The last idea that I’d like to share today for mitigating the more dangerous aspects of orthodoxy is an alternative way of understanding religious boundaries: this is to understand the boundaries of our faith traditions as what is known as a ‘centered set’ instead of as a ‘bounded set’. The idea here is that rather than understanding our faith traditions as being like a medieval city, with our understanding of orthodoxy acting as the protective and impermeable walls, we can understand them as more like a solar system, in which different beliefs and practices revolve around a shared, ‘orthodox’ centre of gravity. This can shift our perspective, away from who is ‘in’ or ‘out’ to being ‘who is in the orbit’ of our faith. I had a great example of the advantages of this perspective a few years ago in my encounter with the thought of Marcus Borg. Growing up in more conservative Christian circles, Marcus Borg had been something of a bogeyman, being a prominent voice of that classic liberal theology that wanted to ‘free’ Christianity from the shackles of ‘unreasonable’ beliefs, including the resurrection of Jesus. In my old, ‘bounded set’ understanding of orthodoxy, he was unquestionably outside the bounds. But, one day, just before Holy Week, I came across the most powerful theology of the resurrection and its importance for Christian life and faith that I had ever encountered. So, imagine my surprise when I discovered that it had been written by Marcus Borg. As I read more of what he’d written, I realized that while, yes, his intellectual presuppositions about the world led him to reject the historicity of much of the Christian story — and therefore, he was outside the bounds of traditional orthodoxy in many ways — his commitment to being a disciple of Jesus was strong, and this led him to be very close to the centre of traditional Christianity in other ways — far closer than many who upheld the doctrines he rejected. This was a great lesson in theological humility for me.

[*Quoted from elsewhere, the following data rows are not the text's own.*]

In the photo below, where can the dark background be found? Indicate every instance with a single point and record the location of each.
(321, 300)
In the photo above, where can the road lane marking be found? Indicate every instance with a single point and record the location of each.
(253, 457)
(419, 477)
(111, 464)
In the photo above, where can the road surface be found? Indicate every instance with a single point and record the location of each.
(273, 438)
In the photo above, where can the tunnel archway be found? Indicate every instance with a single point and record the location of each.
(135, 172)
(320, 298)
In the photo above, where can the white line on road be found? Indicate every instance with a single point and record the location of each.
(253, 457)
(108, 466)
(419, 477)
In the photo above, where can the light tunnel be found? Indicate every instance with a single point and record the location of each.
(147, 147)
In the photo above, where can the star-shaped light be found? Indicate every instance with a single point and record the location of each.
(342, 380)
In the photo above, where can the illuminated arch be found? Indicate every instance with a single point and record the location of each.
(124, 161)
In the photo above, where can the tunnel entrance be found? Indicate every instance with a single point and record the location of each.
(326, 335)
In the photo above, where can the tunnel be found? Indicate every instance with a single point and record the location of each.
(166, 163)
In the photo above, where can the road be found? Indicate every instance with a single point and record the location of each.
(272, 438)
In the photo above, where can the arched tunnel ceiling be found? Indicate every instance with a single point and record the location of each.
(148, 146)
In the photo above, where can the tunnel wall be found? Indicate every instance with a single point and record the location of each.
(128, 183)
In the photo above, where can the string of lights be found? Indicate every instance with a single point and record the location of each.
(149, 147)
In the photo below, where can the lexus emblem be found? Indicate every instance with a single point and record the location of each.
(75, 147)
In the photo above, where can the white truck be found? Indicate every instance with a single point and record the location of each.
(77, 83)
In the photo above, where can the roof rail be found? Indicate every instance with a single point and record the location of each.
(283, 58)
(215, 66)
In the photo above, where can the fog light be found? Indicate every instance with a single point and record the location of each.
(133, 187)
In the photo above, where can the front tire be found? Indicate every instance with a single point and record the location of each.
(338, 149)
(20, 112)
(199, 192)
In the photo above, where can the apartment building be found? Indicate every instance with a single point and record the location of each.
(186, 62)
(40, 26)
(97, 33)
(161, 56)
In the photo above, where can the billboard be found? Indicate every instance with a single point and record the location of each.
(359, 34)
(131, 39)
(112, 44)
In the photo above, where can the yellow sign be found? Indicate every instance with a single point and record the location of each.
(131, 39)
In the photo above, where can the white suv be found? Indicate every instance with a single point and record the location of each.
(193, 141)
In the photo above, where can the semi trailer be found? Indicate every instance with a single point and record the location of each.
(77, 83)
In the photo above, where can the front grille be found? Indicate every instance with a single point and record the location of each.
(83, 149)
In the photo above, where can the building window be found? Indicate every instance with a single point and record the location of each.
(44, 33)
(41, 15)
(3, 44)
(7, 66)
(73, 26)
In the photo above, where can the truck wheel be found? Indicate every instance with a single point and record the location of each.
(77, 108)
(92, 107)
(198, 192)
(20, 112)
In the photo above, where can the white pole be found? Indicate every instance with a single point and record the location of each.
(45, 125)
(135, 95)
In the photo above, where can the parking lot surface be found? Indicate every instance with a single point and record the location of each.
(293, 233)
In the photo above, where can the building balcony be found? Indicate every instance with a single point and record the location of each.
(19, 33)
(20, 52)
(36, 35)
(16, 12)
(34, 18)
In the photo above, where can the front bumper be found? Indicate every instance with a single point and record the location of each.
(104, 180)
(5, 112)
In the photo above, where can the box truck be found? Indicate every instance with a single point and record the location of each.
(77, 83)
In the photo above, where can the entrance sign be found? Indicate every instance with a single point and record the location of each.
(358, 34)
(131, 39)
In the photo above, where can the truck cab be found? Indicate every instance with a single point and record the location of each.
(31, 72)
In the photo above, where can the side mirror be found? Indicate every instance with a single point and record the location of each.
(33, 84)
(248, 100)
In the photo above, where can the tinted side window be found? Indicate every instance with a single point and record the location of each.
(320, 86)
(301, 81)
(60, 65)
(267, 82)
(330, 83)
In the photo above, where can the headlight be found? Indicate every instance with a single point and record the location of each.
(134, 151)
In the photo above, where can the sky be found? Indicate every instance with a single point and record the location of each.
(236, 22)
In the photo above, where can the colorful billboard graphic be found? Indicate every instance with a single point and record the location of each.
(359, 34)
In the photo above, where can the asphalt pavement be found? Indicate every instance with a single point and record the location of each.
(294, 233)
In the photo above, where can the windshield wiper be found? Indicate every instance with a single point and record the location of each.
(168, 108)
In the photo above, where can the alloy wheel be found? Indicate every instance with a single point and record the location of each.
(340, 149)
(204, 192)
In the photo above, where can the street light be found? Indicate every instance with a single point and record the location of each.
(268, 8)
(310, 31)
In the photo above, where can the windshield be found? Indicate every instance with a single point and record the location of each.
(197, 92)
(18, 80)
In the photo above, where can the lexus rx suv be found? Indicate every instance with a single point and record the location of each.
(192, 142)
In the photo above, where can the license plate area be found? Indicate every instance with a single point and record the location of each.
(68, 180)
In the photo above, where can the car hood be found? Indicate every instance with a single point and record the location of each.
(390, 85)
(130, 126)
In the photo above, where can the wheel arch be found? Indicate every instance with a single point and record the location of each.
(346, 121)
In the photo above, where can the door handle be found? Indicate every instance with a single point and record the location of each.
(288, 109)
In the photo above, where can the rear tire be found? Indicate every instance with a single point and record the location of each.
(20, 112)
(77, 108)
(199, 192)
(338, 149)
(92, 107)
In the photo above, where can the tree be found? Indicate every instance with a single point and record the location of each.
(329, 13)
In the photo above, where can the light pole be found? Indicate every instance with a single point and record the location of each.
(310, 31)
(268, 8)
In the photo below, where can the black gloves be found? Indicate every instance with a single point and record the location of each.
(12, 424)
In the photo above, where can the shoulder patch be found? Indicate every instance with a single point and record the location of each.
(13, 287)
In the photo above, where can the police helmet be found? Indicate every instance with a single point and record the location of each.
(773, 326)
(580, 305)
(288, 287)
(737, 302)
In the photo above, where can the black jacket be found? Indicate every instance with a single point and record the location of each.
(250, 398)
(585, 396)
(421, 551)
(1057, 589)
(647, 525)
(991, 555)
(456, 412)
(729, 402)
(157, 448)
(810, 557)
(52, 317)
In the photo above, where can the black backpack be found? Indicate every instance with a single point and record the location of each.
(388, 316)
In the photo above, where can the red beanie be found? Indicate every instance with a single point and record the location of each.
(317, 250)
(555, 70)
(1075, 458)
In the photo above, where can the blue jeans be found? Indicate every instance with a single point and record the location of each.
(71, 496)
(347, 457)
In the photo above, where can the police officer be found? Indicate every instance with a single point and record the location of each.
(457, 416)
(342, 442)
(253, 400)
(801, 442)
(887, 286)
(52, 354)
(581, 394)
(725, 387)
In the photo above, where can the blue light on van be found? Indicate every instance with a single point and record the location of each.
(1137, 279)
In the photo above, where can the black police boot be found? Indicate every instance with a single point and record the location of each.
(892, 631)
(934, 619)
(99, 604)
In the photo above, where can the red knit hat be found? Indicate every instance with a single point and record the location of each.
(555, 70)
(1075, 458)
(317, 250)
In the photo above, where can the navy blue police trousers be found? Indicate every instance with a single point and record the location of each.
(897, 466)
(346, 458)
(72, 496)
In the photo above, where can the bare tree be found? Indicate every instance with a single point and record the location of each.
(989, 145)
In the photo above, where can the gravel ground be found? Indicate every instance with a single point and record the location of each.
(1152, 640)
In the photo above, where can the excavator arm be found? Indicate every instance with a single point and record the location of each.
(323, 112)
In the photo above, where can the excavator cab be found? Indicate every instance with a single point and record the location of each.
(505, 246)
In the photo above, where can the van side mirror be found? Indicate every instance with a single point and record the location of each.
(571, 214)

There is far more than can be said about all of this, but I hope this has provided some context for, and some helpful ways to avoid, the problems of psychological, spiritual, and physical violence committed in the name of religious orthodoxy. Our religious beliefs are closely connected to our identities and values; when we perceive they are under attack, there is a strong impulse to lash out in their — and therefore our — defense. But this is not the way of Jesus and is a violation of the very orthodoxy we hope to defend. When we feel this impulse, this is a call to do our shadow work and make sure we are not going to act out of our own insecurities or fears. We would also do well to focus on our own life, and understand our faith as a matter of our own way of life rather than as a set of intellectual beliefs. This can help us pull back the covers on religious language and try to understand what that language is trying to express, and therefore open the door to mutual understanding — even where difference and disagreement remain. And, we can reframe orthodoxy from being a fence to being a centre of gravity and therefore more easily allow more, and more diverse, conversation partners, and come to a more generous orthodoxy.